In their recent editorial in the New England Journal of Medicine, Hillis and Rutherford (1994) compared and contrasted the relative merits of medical therapy, coronary artery bypass grafting and balloon angioplasty. Having stated that "coronary artery bypass grafting is, in skilled hands, safe and highly effective in relieving angina" and that balloon angioplasty "is a safe, relatively non traumatic, and highly effective procedure for relieving angina, improving exercise performance and reducing the need for anti-anginal medications", they concluded by summarising their view of the current position of these two procedures compared with medical treatment.

"At present what are reasonable guidelines for treating patients with symptomatic coronary artery disease?
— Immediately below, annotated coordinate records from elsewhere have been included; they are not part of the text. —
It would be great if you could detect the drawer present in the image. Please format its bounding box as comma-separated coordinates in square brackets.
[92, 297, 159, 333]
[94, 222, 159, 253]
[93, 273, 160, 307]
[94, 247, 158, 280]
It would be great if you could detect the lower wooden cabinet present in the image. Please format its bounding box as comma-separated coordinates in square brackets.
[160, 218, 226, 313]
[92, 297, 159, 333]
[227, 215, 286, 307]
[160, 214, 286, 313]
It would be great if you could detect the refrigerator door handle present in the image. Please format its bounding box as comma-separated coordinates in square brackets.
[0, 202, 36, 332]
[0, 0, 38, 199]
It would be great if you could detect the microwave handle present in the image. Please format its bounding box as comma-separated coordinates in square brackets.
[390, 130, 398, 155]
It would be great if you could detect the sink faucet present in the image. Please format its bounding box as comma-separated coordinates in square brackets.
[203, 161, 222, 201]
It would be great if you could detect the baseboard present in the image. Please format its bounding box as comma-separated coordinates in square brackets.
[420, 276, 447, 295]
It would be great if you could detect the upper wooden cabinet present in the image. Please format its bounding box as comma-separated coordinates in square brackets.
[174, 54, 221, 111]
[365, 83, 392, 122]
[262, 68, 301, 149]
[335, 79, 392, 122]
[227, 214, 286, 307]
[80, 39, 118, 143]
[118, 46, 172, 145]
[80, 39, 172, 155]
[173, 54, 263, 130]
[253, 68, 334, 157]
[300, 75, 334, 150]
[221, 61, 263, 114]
Lest we forget, medical therapy relieves angina in many patients regardless of the severity of disease, and its influence on survival is similar to that of surgery in patients with single-vessel coronary artery disease or multi-vessel coronary artery disease (not involving the proximal left anterior descending artery) with normal left ventricular systolic function (Yusuf et al., 1994). For the patient with disease of the left main coronary artery, multi-vessel disease involving the proximal left anterior descending artery, or three-vessel disease and impaired left ventricular systolic performance, surgery is indicated because it improves survival.

For patients with single-vessel or multi-vessel disease (not involving the proximal left anterior descending artery) and normal left ventricular systolic function, the choice of medical therapy, angioplasty, or bypass grafting can be individualised. If non-medical therapy is chosen, the decision whether to use angioplasty or bypass grafting should be reached with the understanding that surgery is associated with greater initial morbidity but results in more effective relief of angina and in freedom from repeated procedures in the next two or three years. On the other hand, angioplasty is associated with lower rate of initial morbidity but a greater likelihood of recurrent angina, with the need for anti-anginal medications or subsequent re-vascularization procedures."

References
Hillis, D.L. and Rutherford J.D. (1994) Coronary angioplasty compared with bypass grafting. New England Journal of Medicine 331:1086-1087.

Yusuf, S., Zucker, D., Peduzzi, P., Fisher, L.D., Takaro, T., Kennedy, J.W., Davis, K., Killip, T., Passamani, E., Norris, R. et al., (1994) Effect of coronary artery bypass graft surgery on survival: overview of 10-year results from randomised trials by the Coronary Artery Bypass Graft Surgery Trialists Collaboration. Lancet 344:563-70.